The prince sighed at the tragic tableau before him.
Two mothers sobbed against their husbands whose own tears fell in silent grief. All bemoaned their part played in what has come to pass. The two men glanced at one another, but neither could sustain the visual contact. Their hate too old. Their pain too fresh.
“What are the roots that clutch, what branches grow out of this stony rubbish?” he looked to each of the four red rimmed eyes, but none could return his stare.
“It could have begun here. Grown into something beautiful had you let it. Instead, it ends with them and with you, now the last of your line.”
“Was it worth it?” He spread his arms to the ones before him, but each knew the gesture encompassed several others no longer there to speak. “Capulet. Montague. Go bury your children.”
dVerse Poets Pub | Prosery: The Waste Land
At dVerse Mish tends bar and welcomes us to another round of Prosery where we are asked to write a very short piece of prose that tells a story, with a beginning, a middle and an end, in any genre of our choice.
Since it is a kind of Flash Fiction, there is a limit of 144 words. It must include a complete line from a poem in the story, within the word limit.

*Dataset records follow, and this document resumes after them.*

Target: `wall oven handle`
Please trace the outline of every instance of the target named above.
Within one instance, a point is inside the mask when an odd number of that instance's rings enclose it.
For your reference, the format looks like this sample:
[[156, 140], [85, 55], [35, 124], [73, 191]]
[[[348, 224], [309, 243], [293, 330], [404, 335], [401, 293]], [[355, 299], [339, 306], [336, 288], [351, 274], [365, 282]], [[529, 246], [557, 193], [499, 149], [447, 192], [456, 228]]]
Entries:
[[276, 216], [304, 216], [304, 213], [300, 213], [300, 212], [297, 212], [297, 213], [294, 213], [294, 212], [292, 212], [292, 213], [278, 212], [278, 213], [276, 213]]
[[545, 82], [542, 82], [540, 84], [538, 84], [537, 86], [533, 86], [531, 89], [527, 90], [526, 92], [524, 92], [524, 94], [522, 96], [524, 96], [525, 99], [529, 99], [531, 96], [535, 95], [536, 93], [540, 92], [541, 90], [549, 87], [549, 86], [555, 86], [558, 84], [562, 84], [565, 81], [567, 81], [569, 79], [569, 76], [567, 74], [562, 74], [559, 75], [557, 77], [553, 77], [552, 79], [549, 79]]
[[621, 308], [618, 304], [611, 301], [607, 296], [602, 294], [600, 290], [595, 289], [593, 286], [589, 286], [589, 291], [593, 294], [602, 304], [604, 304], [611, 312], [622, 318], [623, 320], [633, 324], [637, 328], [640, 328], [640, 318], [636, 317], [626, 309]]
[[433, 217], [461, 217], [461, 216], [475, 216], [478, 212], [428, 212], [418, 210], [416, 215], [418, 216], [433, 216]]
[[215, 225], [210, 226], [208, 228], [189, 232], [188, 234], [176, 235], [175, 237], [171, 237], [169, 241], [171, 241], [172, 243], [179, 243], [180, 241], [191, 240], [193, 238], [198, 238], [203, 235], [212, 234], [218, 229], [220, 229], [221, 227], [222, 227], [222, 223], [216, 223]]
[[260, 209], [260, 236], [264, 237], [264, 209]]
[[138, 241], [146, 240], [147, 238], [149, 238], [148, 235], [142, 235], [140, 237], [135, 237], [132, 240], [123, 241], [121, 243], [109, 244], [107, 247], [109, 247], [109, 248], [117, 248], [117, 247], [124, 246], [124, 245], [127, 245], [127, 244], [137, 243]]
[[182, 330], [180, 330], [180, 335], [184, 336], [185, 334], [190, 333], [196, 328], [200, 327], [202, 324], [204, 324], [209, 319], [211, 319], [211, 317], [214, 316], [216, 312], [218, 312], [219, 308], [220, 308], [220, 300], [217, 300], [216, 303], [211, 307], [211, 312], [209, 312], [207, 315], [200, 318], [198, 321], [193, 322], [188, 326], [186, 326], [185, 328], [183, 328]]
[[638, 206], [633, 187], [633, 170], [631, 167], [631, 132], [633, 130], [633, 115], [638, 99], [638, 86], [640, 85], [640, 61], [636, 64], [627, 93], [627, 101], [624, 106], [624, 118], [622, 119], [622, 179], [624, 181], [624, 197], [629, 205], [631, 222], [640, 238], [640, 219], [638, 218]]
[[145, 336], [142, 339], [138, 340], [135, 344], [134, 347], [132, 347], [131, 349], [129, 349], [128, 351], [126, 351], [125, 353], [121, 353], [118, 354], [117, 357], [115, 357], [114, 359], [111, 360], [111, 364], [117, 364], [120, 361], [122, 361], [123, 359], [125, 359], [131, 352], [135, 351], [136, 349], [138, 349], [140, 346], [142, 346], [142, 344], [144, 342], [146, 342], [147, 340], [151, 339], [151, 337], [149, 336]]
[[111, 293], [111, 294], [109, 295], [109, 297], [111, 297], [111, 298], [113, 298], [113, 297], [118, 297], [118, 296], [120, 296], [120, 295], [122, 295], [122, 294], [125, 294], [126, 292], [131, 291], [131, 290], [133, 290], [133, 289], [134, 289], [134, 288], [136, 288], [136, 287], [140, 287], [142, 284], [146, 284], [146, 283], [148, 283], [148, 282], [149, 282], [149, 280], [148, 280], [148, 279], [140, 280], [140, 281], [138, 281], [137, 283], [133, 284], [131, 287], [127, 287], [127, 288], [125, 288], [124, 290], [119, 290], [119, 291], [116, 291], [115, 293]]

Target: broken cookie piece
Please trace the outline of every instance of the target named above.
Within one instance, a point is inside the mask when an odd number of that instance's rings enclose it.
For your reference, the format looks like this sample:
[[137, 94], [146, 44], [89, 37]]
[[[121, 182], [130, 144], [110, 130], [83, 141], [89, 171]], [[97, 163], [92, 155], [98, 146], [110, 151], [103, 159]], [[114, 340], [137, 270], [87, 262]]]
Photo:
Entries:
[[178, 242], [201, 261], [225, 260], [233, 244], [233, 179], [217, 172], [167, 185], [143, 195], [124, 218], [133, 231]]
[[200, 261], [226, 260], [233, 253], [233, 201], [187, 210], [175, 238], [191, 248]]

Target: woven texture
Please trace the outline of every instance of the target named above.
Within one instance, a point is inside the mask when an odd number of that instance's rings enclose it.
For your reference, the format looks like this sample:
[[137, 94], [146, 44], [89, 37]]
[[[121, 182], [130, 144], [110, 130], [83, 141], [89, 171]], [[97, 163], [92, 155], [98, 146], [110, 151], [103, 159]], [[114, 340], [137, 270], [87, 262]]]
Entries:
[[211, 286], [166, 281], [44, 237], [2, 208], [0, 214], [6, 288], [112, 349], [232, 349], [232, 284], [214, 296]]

Punctuation can be changed, but it is not allowed to subtract or insert words in between parts of the original quotation.
Today quote is from T.S. Eliiott’s The Wasteland “What are the roots that clutch, what branches grow out of this stony rubbish?”
In my mind Romeo and Juliet are the branches that would have grown from the stony rubbish of their families’ hate had it been allowed to take root.